PzKpfw II

The PzKpfw II or Panzer II was originally been designed as a stopgap solutions while larger, more advanced tanks as the PzKpfw III en PzKpfw III were developed. Design work on the Panzer II began in January 1934, the first experimental model was ready in February 1935. The final design was based on the Panzer I, but larger, and with a turret mounting a 20 mm anti-tank gun. Production began in 1935, but it took another eighteen months for the first combat-ready tank to be delivered.

 

The PzKpfw II was the Wehrmacht's first real main battle tank in the late 1930s. Production of the tank started in May 1935 and 1,223 units were available at the outbreak of war. Here we see a PzKpfw II during an exercise in 1939 - 1940

 

The Panzer II was designed before the experience of the Spanish Civil War of 1936–39 showed that protection against armour-piercing shells was necessary for tanks to survive on a modern battlefield.
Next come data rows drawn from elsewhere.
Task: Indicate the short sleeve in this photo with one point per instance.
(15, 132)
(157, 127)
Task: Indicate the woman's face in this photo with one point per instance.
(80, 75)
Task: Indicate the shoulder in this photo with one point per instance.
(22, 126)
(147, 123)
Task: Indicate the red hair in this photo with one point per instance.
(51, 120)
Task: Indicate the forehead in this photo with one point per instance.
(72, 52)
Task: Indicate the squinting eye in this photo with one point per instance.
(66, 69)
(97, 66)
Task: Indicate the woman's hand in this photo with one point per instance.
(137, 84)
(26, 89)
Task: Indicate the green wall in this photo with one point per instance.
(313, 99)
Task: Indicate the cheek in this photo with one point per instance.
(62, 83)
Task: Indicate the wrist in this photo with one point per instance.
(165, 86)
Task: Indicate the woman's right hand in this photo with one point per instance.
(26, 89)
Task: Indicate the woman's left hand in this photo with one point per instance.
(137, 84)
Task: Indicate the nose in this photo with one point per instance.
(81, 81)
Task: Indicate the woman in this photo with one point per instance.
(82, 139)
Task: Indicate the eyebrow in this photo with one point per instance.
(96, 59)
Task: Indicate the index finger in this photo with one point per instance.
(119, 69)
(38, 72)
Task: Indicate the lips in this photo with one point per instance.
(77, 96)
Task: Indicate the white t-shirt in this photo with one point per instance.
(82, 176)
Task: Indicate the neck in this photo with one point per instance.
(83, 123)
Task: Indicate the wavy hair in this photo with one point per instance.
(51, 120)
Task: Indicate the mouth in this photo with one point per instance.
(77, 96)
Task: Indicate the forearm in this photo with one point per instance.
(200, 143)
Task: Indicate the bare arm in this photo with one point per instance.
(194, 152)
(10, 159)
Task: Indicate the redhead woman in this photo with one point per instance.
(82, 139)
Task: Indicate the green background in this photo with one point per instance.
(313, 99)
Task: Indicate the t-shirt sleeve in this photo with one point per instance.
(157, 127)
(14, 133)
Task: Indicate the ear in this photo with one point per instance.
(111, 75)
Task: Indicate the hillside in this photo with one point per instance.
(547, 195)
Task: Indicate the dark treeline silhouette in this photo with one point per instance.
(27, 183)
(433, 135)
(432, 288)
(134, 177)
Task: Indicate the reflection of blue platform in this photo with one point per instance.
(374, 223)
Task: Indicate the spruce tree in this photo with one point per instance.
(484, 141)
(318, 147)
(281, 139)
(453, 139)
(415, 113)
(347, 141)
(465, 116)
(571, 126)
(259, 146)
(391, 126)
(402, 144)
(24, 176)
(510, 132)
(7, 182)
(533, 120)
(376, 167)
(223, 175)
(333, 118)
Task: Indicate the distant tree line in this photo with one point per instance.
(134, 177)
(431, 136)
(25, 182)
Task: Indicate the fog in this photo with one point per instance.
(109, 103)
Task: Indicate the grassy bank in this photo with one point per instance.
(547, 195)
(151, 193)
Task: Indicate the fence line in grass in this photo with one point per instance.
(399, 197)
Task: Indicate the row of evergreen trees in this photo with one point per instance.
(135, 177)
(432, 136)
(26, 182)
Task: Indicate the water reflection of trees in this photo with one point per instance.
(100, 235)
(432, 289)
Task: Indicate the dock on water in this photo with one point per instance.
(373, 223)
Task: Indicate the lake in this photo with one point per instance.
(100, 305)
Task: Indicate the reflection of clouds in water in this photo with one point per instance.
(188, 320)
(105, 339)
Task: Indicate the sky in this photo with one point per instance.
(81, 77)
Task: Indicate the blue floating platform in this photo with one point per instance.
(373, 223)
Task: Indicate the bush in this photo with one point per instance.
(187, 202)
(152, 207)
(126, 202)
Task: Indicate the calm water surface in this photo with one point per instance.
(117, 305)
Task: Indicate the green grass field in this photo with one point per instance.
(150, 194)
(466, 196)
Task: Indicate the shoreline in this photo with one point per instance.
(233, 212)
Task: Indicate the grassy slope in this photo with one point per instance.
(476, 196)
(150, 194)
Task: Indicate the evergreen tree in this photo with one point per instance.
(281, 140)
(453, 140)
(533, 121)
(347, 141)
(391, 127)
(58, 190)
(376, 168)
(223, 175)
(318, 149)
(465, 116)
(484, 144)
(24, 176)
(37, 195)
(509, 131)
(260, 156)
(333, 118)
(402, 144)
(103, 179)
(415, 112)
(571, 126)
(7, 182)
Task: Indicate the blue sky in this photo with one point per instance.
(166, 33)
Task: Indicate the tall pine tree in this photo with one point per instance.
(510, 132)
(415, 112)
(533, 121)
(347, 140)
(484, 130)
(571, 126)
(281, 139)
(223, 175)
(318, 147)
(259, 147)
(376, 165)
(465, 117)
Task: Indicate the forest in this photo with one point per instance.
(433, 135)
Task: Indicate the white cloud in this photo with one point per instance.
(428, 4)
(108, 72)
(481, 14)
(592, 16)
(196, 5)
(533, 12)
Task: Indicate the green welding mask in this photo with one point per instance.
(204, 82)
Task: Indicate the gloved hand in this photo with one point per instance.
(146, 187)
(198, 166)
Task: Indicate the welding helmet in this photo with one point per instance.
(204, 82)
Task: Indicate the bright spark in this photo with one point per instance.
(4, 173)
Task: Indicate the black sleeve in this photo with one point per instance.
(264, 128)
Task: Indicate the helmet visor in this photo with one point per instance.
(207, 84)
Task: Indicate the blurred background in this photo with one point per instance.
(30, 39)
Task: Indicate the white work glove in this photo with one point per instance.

Prior to that, armour for tanks a the Panzer I and Panzer II was designed to stop machine gun fire and high-explosive shell fragments. The Panzer III and Panzer IV, in fact the next generation of tanks, were better protected against these armoured piercing shells.

 

Here a Panzer II of the Deutsches Afrika Korps on the shores of north Africa. A crew member is carefully placing a flag as recognition for airplanes, which were sometimes as dangerous for their own people as for the enemy.

 

Alhough beeing a stopgap solution the PzKpfw II nonetheless went on to play an important role in the early years of World War II, especially during the Polish and French campaigns: the Panzer II was the most numerous tank in the German Panzer divisions at the beginning of the war. By the end of 1942, it had been largely removed from front line service and it was used for training and on secondary fronts.

 

Around 1,900 Panzer II were manufactured from 1935 to the end of 1942. In 1938 Daimler-Benz received the order to revise the Panzerkampfwagen II with the aim of higher speed and mobility. The result was the Panzer II Ausf. D / E, which was assigned to the light divisions as a high-speed combat vehicle and was mostly loaded onto low-loader trailers for road transport.

 

Although production of the tank itself ceased by 1942,  its chassis remained in use as the basis of several other armored vehicles, chiefly self-propelled artillery and tank destroyers such as the Wespe and Marder II respectively.